# Switzerland for Easter?



## sarahessex (Nov 18, 2006)

We are contemplating a trip to Interlaken at Easter, and were wondering if anybody has visited Switzerland during March. Without sounding stupid, will we need any special accessories for the motorhome, and can anybody give any recommendations of campsites that will be open? 
Thank you!
Sarah


----------



## eddied (May 9, 2005)

*Interlaken at Easter*

 Buon giorno Sarahin essex,
Easter 2008 is a bit too early really, isn't it.
Interlaken is likely to be still in the grips of late winter weather rather than early Spring weather, but that is part of its charm.

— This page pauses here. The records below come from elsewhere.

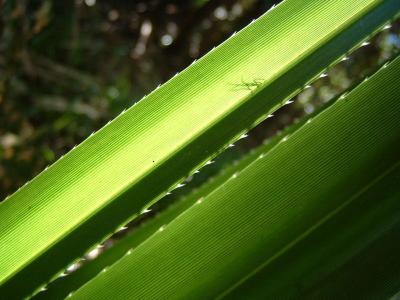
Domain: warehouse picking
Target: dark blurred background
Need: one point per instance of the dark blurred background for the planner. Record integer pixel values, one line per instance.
(68, 67)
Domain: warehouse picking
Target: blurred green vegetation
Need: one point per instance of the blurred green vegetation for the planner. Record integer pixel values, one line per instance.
(68, 67)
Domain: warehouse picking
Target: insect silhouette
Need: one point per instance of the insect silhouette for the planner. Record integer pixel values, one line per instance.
(248, 85)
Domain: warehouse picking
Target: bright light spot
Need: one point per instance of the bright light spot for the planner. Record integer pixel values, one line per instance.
(146, 28)
(94, 253)
(72, 268)
(113, 15)
(220, 13)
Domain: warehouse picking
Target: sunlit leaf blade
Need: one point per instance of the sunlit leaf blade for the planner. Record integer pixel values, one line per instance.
(146, 151)
(303, 184)
(64, 285)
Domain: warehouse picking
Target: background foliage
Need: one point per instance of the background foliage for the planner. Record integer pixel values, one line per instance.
(67, 67)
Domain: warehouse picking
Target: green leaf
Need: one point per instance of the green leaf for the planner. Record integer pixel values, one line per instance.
(133, 161)
(309, 185)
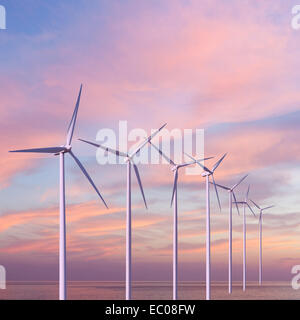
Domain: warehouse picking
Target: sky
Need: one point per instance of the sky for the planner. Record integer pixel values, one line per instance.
(230, 68)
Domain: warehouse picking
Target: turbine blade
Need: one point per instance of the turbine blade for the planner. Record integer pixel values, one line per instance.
(239, 182)
(222, 187)
(217, 194)
(117, 152)
(256, 205)
(140, 183)
(235, 201)
(162, 154)
(218, 163)
(73, 120)
(174, 186)
(247, 194)
(87, 176)
(250, 209)
(146, 141)
(43, 150)
(268, 207)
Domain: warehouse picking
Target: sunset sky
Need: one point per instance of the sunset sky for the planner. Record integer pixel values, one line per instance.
(228, 67)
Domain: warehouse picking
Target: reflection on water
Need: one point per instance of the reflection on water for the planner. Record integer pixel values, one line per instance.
(147, 290)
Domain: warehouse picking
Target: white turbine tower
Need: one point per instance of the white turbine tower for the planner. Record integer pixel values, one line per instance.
(129, 160)
(207, 173)
(245, 203)
(175, 168)
(260, 239)
(231, 195)
(61, 151)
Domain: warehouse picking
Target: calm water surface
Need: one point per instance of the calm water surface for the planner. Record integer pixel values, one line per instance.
(147, 291)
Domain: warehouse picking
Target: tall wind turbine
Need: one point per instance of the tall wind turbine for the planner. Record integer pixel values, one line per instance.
(207, 173)
(260, 239)
(175, 168)
(231, 195)
(128, 158)
(245, 203)
(61, 151)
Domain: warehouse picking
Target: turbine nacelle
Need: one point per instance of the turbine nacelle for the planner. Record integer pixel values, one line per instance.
(205, 173)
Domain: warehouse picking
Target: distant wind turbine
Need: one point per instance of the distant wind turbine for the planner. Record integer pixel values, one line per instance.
(207, 173)
(61, 151)
(245, 203)
(260, 239)
(175, 168)
(129, 160)
(231, 195)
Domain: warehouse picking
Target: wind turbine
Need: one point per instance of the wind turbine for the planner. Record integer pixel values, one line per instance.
(207, 173)
(260, 239)
(128, 158)
(61, 151)
(231, 195)
(245, 203)
(175, 168)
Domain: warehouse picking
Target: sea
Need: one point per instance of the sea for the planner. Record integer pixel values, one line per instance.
(102, 290)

Just make sure you have a good heating system, and outside water pipes/waste tanks lagged in some way - even a bit of bubble wrap startegically placed can help.Propane gas bottles rather than butane, and I would say also have some snow chains on board.
For camping - excellent lakeside site
www.manorfarm.ch
saluti,
eddied


----------



## timndelia (Mar 16, 2006)

*Switzerland at Easter!*

We went to Switzerland for all of April this year (2007). We were lucky with very fine weather but it was cold at night when we camped at altitudes of 1400 metres above sea level (as at the campsite at Randa - just a 5 swiss franc taxi ride away from Zermatt). 
We saw a little snow but not as much as 2 years before. Snowfall levels seem fairly inconsistent year by year now.
We take snow chains but never use them!
Lots of good campsites and things to see - try camping Jungfrau at Lauterbrunnen (open all year) for some great trips up mountains etc without having to make longer journeys form sites down in the valley. 
We found 3 or 4 nights was enough at any one site and with plenty open there is lots of choice
all the best


----------



## devonidiot (Mar 10, 2006)

We stayed in Interlaken late September, can't say what the weather will be at Easter but it was very good whilst we were there.

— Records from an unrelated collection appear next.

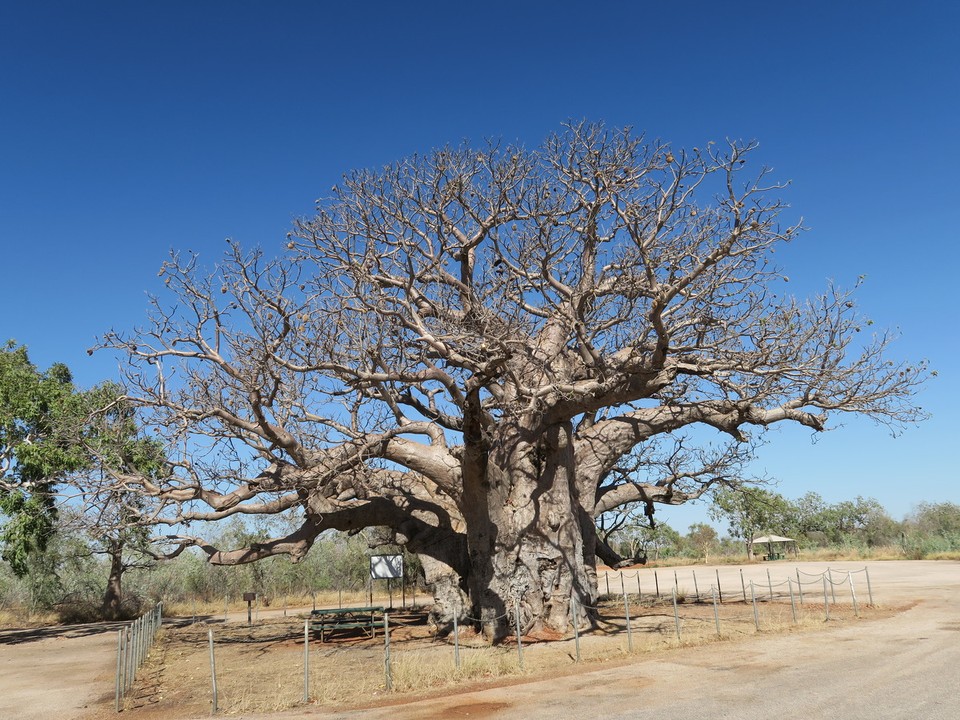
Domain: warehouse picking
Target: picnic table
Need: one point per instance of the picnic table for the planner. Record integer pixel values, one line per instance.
(364, 618)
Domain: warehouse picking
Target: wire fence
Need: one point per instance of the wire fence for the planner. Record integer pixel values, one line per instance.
(133, 645)
(635, 610)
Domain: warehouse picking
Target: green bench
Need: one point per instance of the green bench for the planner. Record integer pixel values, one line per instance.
(363, 618)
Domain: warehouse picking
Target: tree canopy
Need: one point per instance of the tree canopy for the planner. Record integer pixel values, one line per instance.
(483, 348)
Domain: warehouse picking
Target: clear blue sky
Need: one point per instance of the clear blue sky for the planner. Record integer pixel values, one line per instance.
(131, 128)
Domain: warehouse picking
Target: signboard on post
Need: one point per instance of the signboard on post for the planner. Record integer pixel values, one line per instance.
(386, 567)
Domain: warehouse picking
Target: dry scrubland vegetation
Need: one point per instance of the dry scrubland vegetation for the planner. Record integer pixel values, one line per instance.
(260, 668)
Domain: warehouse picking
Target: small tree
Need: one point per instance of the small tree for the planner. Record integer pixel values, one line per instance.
(750, 511)
(702, 538)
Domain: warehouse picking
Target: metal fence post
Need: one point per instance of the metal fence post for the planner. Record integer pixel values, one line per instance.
(853, 595)
(456, 642)
(716, 611)
(793, 604)
(213, 672)
(826, 600)
(306, 661)
(626, 614)
(575, 616)
(516, 614)
(386, 651)
(119, 679)
(676, 614)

As a side issue try to take the Jungfraujoch trip from the train station,it is expensive but it is an experience that should not be missed.


----------



## Alfa_Scud (Sep 27, 2006)

Hi there
I can second a stop at Camping Jungfrau up at Lauterbrunnen. Haven't got a van (yet!) so can't comment on those facilities, but we've stopped in a tent & it's a fabulous spot - open the flap in the morning to be greeted by views of the Eiger, Jungfrau & Schilthorn. The Trummelbach falls are only a walk away, well worth a visit (may be frozen then though!), & whilst we were there we hardly used the car at all. A country with proper public transport - get a pass & use the railways, lakes & certain cable cars with a discount off the Jungfrau trip - an absolute must if you're that close with a stop off to look out of the windows on the Eiger's North face - you may even see your van from there!!

The showers were typically Swiss - spotless & boiling hot, a good restaurant / takeaway too. 

Put it this way, if we ever actually get round to making a decision & getting a van, it's one of the first places we'll be heading back too!!


----------



## tonyt (May 25, 2005)

Must echo Timndelia's recommendation of Camping Jungfrau.
Take your boots and stretch your legs - magic.
Incredible setting - you must get a pic looking up the valley from the village with the church and waterfall in the background - a classic.

I'm not jealous - much


----------



## eribiste (May 1, 2005)

*La Suisse, Paques*

G'day,

We went to Interlaken this year at Easter, being a slightly late Easter.

Avoid the high passes, most of them are closed until June/July because of snow. This will include Grimsel, Furka and Susten.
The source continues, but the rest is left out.